Your investment, like most others, will have gone down in value over the past months. For some clients, this may be the first time they have experienced such large downturns, after what has been over the last few years, a fairly long sustained upward curve or as it’s called, a Bull market.
At times like these, when the markets are down, it is easy to panic and feel that you want to sell out of what you’re invested in and move your money to cash or sell altogether.
Markets on average go up over time so you need to be very, very certain you’re right to sell.
In addition, selling creates another problem – when do you reinvest? This relies on you being right twice, selling and then buying back at a later date.
At the moment any potential losses are currently on paper.
By taking action and selling, your loss then becomes a real one. And even then, having the cash doesn’t protect you from inflation.
As advisers we take time to set up your portfolios with specific goals in mind, investing in a wide range of assets, designed to protect you from the worst impacts of a downturn. This still remains the case and by staying invested you simply need to wait for the markets to recover, which in time, they will.
As the old saying goes, ‘it’s not the timing of the investment, but the time that you are in the investment’. And this is never more true than now.
The chart at the bottom of this article (click to enlarge) shows the FTSE all share index over the last 120 years, and how long we have had a Bull market for (one that goes up by more than 20%), and how many of those years were a Bear market (one that goes down by more than 20%), and you will see Bull markets last significantly longer than Bear markets, and there have been many more of them.

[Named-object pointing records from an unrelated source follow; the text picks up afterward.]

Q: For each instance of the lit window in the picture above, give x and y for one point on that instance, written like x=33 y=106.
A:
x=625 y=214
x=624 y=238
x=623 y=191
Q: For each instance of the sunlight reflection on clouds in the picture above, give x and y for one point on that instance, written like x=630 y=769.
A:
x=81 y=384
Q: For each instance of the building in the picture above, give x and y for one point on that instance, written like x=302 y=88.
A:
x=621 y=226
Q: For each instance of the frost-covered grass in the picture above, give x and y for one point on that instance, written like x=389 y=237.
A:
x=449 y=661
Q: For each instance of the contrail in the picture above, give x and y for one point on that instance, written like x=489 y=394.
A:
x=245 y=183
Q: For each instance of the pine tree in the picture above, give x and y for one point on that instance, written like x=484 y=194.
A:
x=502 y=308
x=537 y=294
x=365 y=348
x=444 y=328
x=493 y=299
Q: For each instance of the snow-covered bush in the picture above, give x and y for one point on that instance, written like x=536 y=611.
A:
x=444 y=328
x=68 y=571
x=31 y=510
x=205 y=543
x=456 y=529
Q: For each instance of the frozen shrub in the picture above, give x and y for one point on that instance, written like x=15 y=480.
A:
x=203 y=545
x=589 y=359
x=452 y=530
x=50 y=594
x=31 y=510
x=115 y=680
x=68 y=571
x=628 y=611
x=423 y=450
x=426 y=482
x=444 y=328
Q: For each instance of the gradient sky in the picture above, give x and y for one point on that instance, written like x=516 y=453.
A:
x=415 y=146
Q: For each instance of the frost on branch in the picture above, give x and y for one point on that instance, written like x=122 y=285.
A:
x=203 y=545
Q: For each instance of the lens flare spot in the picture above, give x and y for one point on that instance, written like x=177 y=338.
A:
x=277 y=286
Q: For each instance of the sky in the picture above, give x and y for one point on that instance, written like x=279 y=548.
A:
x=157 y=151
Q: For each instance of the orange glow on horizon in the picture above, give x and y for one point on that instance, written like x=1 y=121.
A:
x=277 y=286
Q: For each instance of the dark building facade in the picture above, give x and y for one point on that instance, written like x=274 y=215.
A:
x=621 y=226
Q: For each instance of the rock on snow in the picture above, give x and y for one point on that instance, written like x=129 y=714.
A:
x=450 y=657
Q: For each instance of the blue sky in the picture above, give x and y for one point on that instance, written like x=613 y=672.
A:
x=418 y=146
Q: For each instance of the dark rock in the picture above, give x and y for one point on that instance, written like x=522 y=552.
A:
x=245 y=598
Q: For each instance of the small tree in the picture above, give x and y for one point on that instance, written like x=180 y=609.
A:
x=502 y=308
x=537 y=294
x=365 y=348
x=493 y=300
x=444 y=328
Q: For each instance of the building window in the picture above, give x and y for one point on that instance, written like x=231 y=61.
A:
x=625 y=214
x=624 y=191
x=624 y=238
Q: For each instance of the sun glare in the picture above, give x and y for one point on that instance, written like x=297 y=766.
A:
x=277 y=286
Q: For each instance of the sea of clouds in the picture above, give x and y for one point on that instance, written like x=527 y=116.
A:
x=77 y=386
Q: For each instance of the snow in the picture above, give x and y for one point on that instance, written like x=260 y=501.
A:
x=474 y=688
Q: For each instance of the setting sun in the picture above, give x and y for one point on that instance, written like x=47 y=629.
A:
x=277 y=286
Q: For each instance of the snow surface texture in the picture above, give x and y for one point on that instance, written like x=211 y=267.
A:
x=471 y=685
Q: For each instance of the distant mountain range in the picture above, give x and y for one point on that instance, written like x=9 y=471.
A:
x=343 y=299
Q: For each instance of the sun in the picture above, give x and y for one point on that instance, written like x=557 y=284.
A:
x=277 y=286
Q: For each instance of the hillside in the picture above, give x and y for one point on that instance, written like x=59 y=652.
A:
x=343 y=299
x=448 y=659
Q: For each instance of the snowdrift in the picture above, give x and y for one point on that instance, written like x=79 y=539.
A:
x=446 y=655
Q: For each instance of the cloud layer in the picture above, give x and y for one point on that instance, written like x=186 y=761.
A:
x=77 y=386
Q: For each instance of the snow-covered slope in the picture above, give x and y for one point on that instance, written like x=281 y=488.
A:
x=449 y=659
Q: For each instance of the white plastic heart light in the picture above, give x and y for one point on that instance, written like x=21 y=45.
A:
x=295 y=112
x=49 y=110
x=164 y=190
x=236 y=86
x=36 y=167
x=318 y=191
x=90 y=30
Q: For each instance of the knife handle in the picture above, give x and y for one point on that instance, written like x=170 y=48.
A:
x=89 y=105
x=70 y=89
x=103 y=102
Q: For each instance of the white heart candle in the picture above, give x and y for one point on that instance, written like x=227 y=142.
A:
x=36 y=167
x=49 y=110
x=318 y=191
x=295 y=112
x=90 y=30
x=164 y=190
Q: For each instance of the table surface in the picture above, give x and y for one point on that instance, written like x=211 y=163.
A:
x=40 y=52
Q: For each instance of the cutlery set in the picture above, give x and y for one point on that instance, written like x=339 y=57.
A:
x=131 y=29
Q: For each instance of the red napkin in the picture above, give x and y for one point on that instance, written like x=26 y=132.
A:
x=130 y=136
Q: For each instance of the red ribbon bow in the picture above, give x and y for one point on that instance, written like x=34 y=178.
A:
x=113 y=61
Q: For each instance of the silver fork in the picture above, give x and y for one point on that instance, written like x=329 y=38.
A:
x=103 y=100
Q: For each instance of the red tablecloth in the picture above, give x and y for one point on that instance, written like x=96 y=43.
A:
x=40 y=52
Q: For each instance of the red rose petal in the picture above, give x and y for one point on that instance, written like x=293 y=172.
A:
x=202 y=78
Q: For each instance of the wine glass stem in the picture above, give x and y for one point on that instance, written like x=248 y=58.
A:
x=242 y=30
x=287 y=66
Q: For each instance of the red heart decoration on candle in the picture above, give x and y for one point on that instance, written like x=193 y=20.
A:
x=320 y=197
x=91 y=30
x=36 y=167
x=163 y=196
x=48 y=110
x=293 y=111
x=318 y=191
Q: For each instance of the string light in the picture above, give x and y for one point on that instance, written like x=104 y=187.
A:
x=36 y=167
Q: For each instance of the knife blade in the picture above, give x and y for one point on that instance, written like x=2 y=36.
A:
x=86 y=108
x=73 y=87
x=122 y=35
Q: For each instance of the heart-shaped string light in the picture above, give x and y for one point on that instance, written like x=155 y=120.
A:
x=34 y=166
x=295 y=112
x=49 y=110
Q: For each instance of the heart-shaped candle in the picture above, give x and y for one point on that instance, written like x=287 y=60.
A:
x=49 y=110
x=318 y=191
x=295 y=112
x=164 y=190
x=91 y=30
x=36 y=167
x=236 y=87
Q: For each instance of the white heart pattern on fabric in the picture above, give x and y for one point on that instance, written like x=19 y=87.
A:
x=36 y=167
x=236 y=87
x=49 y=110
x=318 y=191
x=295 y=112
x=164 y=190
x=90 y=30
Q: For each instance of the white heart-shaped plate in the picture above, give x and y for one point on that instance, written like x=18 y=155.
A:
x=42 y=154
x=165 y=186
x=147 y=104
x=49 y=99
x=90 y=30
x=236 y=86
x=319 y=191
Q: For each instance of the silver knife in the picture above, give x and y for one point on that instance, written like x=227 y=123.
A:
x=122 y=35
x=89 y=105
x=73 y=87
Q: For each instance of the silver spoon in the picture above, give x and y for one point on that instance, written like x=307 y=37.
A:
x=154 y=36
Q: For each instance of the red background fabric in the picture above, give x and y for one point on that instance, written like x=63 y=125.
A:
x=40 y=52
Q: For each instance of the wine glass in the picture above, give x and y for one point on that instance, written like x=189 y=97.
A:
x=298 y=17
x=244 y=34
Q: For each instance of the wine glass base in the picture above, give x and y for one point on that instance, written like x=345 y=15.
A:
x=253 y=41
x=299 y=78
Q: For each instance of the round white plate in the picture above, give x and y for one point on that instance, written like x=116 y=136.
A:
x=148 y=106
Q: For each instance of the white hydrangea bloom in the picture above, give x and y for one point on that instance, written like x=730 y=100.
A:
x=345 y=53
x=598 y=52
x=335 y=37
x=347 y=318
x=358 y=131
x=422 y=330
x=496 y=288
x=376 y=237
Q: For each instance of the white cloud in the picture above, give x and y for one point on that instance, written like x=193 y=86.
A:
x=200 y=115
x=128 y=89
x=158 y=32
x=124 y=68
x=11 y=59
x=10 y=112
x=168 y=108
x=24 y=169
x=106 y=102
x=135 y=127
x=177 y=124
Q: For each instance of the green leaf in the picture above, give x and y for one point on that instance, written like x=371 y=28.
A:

So, a few questions to conclude:
Will all my money disappear?
Companies and, in extreme cases, countries can go bust but diversified portfolios* do not.
*across asset class, country, currency, sector, company, fund, fund manager and investment style
How long will it take for my portfolio to recover?
We don’t know exactly. It took 6 years for the FTSE 100 to recover from the tech bubble bursting but less than 2 years to recover after 1987. A diversified portfolio (with rebalancing) is likely to recover more quickly than the FTSE 100.
Shouldn’t I sell now and wait until things are back to normal to reinvest?
Markets have already fallen and most assets are now cheap on a long-term basis. By the time things are ‘back to normal’, markets will have risen to reflect this. So a client selling now and reinvesting then will be locking in a loss and missing out on a gain.